Was "The Trouble with Tribbles" a bottle episode? (Star Trek: TOS)

I don’t remember the Empath from watching it during Saturday afternoons on repeat in the 70s – I wonder if they didn’t re-air it because either it was so terrible or because of the torture.

I eventually got all the DVDs and watched it and thought, what the heck is this? It’s certainly my least favorite episode.

The other one that I don’t remember seeing as a youth is Turnabout Intruder (where that woman somehow takes over Kirk’s body). Other than those two, all of the DVD episodes were very familiar.

Episodes like that were the reason they didn’t get a lot of people writing in to try to get another season, the way we did during the second season. 20 minutes of plot in an hour episode (if that) and a set that must of cost the best part of $10 to construct.

I know all the episodes because I used to summarize them on my Star Trek Preview column in the world’s first online newspaper, on PLATO, 1975-1977.

So, what happens to TV show sets? I imagine that the main sets for a series (like the bridge of the Enterprise) stay set up for the whole run. But when they do have scenes in some other location, do they keep it in case they someday want to do another episode in a similar location? And how “kept” do they keep it? Keep it up? Break it down enough that it fits in a storage facility, but can be easily re-assembled? Keep the knickknacks that individualize a set, but break down the big plain walls into boards and canvas?

I imagine that the answer is “it depends”. Like, they probably have one set for “crewmember’s quarters”, that they keep up, but change the details like a picture hanging on the wall or what’s on the shelves, to change which crewmember it is. And for contemporary real-world shows, they probably have sets for generic locations like “an office” that get shared between multiple shows.

Who could have guessed that a show without the ratings to survive more than three seasons would become a cultural icon? Or that a silly UK children’s show about an itinerant time-traveler would endure for generations? What someone with prescience could have done back then…

They are very ephemeral. Any set not used frequently is cannibalized or repurposed for new sets as needed. By entirely different shows even.

I actually know a little bit about this, as I used to know the construction coordinator on TNG and Voyager, and he took me on a tour of the Voyager sets in the summer of 1996.

The main ship sets (the bridge, engineering, transporter room, captain’s office/ready room, sickbay, etc.) are pretty much evergreen; on Voyager, they had a set for the mess hall/Neelix’s kitchen, as they used that set frequently. They would have several sets dressed out as ship rooms which could be redressed for individual quarters, smaller offices and labs, etc.

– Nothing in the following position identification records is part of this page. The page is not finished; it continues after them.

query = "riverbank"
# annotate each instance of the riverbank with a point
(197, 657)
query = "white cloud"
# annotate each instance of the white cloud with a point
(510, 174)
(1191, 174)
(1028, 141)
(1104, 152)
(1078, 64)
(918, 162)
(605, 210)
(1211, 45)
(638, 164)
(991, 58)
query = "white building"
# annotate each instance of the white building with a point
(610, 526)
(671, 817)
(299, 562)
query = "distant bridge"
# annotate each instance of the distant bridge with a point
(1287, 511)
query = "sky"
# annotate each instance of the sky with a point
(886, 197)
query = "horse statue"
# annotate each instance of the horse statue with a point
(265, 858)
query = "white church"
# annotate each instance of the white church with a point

My understanding is that they had a ton of set pieces and furniture in storage (as well as props and costumes), and could easily put back together a Klingon bridge set, for example, if needed (which would then get disassembled again). What was kept was probably chairs, desks, consoles, screens, etc.; AIUI, walls and floors were constantly rebuilt and repainted in the area of the soundstage which wasn’t dedicated to the more permanent sets.

They had a “Planet Hell” set, which was regularly redone for various “outdoor”/“on-planet” scenes. On Voyager, they had a small set for the Holodeck, which they rebuilt each season for whatever the theme was going to be for Tom Paris’s ongoing holodeck programs. When I visited the set, that “holodeck set” was decorated as a French bar and pool hall.

Also worth noting: the same soundstage at Paramount was used for the the Enterprise in the first six Trek movies, as well as the Enterprise-D in TNG, and the Voyager. When they were constructing the sets for Star Trek: The Motion Picture, the setbuilding crew dug a hole in the floor of the soundstage, for placement of the “warp core” in the Engineering set, so that it would look like the core went both up and down from the main Engineering deck. The Enterprise-D and Voyager sets both had their Engineering sets built in the same place, to use that same hole in the floor for their warp cores.

Star Trek sets were often decorated with discards from the Mission Impossible production as I recall

According to Burt Ward, Batman 1966 was going to be picked up by another network after ABC canceled it, but the sets had already been trashed

They also filmed several scenes in Andy Griffith’s Mayberry.